Avec quatre de ses collègues, il s'occupe de l'atelier de deux heures qui a lieu chaque mercredi après-midi. "En première, on travaille surtout sur des revues de presse et l'actualité, et en terminale, on axe plutôt sur l'oral", précise-t-il.
Au-delà de ces compétences, l'atelier permet aussi de lutter contre une autocensure très présente au lycée. "Beaucoup d'élèves n'envisagent même pas d'aller à Sciences po, par méconnaissance de l'école mais aussi de leurs propres capacités", ajoute-t-il.
Ce que confirme Christine. "Sans l'atelier, j'aurais considéré Sciences po comme inatteignable". Admissible à l'école, elle a pu s'entraîner à l'oral avec ses professeurs. "C'est plaisant de voir le chemin parcouru", se réjouit la lycéenne, qui souhaite devenir diplomate.
"Ce n'est plus une préparation à Sciences po"
Presque tous les ans, un lycéen de Fameck parvient à intégrer l'établissement de la rue Saint-Guillaume. Pourtant Christian Martiny note une évolution. "Beaucoup moins d'élèves du lycée sont admis chaque année depuis la réforme Parcoursup."
C'est aussi que, avec la réforme du bac, Sciences po Paris a revu ses conditions d'admission pour les candidats issus des CEP. Depuis 2020, ils doivent désormais passer les mêmes épreuves d'admission que les autres – leurs candidatures sont ensuite examinées séparément. Mais, auparavant, un dossier de presse se substituait aux écrits.
Ce changement a donné lieu à une évolution de l'atelier. "Ce n'est plus une préparation à Sciences po, on a diversifié nos activités et on travaille de façon moins scolaire", explique le professeur d'histoire-géographie.
Certains participants ne postulent même pas à l'institut parisien sur Parcoursup. C'est le cas d'Alicia, qui a intégré le dispositif dans le but de s'améliorer à l'oral. Elle a pu vaincre sa timidité et affirmé sa volonté d'étudier le droit. "J'ai compris que j'étais capable de réussir", témoigne-t-elle.
Améliorer le capital culturel des futurs étudiants
"On cherche aussi à améliorer le capital culturel des élèves à travers des sorties", explique Christian Martiny. Cette année, les lycéens ont pu assister à une répétition générale à l'opéra-théâtre de Metz, visiter le centre Pompidou-Metz et faire un voyage de quelques jours au mémorial d'Amiens. "On veut leur faire comprendre que la vie ne s'arrête pas à Fameck."
"Quand on encourage les élèves à être curieux et autonomes, tout les intéresse", résume le professeur.
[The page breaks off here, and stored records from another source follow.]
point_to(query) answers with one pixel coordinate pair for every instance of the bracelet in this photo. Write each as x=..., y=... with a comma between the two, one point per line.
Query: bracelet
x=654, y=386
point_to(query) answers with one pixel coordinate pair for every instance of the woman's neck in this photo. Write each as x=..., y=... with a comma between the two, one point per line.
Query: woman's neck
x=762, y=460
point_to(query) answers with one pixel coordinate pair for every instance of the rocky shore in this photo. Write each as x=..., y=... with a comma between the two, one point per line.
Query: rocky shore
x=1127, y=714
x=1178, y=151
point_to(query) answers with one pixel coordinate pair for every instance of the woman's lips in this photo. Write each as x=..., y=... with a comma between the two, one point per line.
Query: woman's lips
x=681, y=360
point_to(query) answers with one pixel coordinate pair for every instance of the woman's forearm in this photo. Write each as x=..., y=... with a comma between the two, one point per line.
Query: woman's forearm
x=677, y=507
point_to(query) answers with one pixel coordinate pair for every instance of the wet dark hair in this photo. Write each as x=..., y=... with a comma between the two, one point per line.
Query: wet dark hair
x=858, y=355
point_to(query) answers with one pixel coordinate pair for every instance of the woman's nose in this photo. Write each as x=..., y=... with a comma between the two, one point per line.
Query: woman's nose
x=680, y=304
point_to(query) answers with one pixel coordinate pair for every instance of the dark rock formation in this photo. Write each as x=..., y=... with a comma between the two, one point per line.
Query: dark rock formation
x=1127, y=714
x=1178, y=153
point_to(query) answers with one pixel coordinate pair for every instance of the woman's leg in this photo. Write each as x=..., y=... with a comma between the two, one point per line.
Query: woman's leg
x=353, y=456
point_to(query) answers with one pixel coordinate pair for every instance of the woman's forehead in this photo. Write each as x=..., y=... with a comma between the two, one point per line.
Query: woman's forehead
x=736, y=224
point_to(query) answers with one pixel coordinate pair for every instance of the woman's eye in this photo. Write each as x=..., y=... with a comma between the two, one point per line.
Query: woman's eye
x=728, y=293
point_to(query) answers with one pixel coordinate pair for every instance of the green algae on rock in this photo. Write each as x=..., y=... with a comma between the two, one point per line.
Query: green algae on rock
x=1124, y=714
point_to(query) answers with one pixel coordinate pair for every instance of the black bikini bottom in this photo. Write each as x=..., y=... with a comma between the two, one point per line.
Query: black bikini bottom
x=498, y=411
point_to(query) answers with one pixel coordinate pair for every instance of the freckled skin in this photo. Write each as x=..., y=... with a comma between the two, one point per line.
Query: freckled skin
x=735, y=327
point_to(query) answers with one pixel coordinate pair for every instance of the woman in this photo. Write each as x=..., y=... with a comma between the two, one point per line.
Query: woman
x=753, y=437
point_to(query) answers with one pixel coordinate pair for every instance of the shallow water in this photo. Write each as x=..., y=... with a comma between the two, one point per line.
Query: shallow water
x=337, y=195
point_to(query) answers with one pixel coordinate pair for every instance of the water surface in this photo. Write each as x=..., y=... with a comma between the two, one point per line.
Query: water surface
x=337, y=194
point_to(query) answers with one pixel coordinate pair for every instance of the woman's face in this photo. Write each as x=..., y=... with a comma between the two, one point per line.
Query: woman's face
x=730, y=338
En plus de la conférence sur le hip-hop, des participants ont réalisé cette année des expositions, des concerts et des plaidoiries. Alicia a choisi de plaider au sujet des conditions de vie des travailleurs au Qatar pendant la Coupe du monde de football. "C'est un sujet auquel je ne me serais pas intéressée par moi-même", précise-t-elle.
"L'atelier fonctionne bien à tous les niveaux", observe Christian Martiny. Selon lui, "les élèves changent de regard sur leurs propres capacités comme sur leur lycée." Christine considère ainsi que les élèves de Fameck ont "beaucoup à offrir à Sciences po" par la diversité culturelle et sociale qu'ils apportent.